The general principle of this project is to explore the possibility of replacing pre-quantum digital signatures, which are vulnerable to attacks by quantum computers, with post-quantum digital signatures. These signatures are designed to be resistant to quantum attacks and could provide a more secure foundation for Stellar in the future.

Problem

Implementing post-quantum cryptography in blockchains has several downstream consequences. Signature sizes associated with the standardized post-quantum digital signature algorithms are much larger than the signatures used in blockchains today. Even with the smallest NIST post-quantum digital signatures, public-keys and digital signatures would consume at least 21x and 24x larger than the signatures used in Bitcoin and Ethereum, respectively.

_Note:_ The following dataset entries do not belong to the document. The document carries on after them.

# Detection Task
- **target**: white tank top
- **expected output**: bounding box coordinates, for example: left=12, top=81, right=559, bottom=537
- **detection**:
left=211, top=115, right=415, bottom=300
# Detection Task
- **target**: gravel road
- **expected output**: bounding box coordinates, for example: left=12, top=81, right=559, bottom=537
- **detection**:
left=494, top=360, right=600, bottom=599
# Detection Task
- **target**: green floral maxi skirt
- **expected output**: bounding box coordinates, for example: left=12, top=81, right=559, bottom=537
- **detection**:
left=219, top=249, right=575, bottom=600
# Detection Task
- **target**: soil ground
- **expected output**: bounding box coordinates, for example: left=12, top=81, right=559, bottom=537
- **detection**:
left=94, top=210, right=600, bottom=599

Since every blockchain transaction needs to be signed with a digital signature, each transaction will occupy more space within a block. This means that there will be fewer transactions per block, which results in slower transaction speeds for users and higher gas fees to include their transactions into the highly competitive block. By implementing post-quantum cryptography in blockchains, we are effectively unscaling our blockchains.

Solution

Our service is designed to aggregate the post-quantum digital signatures associated with multiple transactions in a block. This will allows the Stellar blockchain to reduce the overhead cost of storing one post-quantum digital signature per transaction, thereby significantly reducing the size of each block. This technique preserves the structure of all existing transaction data and simply replaces the digital signatures associated with each transaction with a single aggregate signature. The output of this project will be a publicly accessible paper summarizing the research outcomes.

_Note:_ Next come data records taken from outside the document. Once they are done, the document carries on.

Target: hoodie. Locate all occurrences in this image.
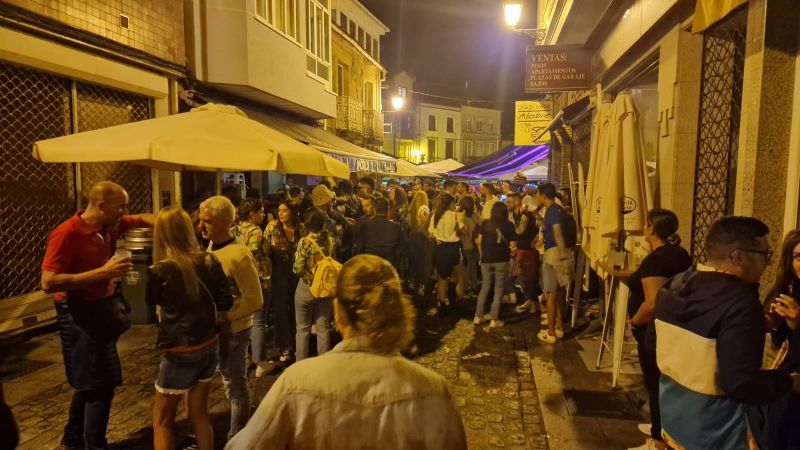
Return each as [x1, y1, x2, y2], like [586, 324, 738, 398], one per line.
[647, 266, 792, 450]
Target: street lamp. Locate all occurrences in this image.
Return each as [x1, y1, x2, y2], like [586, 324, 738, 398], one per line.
[391, 95, 404, 158]
[503, 1, 546, 43]
[391, 95, 404, 111]
[503, 1, 523, 28]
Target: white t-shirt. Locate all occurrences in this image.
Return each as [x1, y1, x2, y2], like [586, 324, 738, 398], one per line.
[428, 210, 463, 243]
[481, 196, 499, 222]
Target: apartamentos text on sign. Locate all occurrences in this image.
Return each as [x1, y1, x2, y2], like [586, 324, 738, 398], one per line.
[525, 46, 592, 93]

Our team will demonstrate a clear understanding of post-quantum lattice-based digital signature aggregation and explain it effectively in a paper. We will also show our ability to implement, test and generate valid aggregate digital signatures using the constructed algorithms, compare the performance of the constructed algorithms with prior work, and document our methodology and results.

We will perform the following steps:

1. Show a clear understanding of the construction for post-quantum lattice-based digital signature algorithms and the ability to explain it effectively in a paper (link).
2. Show our ability to implement, test and successfully generate valid aggregate digital signatures using the construction for post-quantum lattice-based digital signature algorithms.
3. Show our ability to compare the performance of the constructed post-quantum lattice-based digital signature algorithms with existing pre-quantum digital signature algorithms in terms of signature size, speed, and security.
4. Document our methodology and obtained results.

To check the completed items of the first deliverable, the reviewer may review the research paper submitted by the team, focusing on the methodology used to demonstrate the construction of post-quantum lattice-based digital signature algorithms, the results obtained from the implementation and testing of the algorithms, and the comparison with previous work. Additionally, they may look for clear and concise documentation of the methodology and results obtained in the research paper to ensure that the first deliverable has been completed successfully.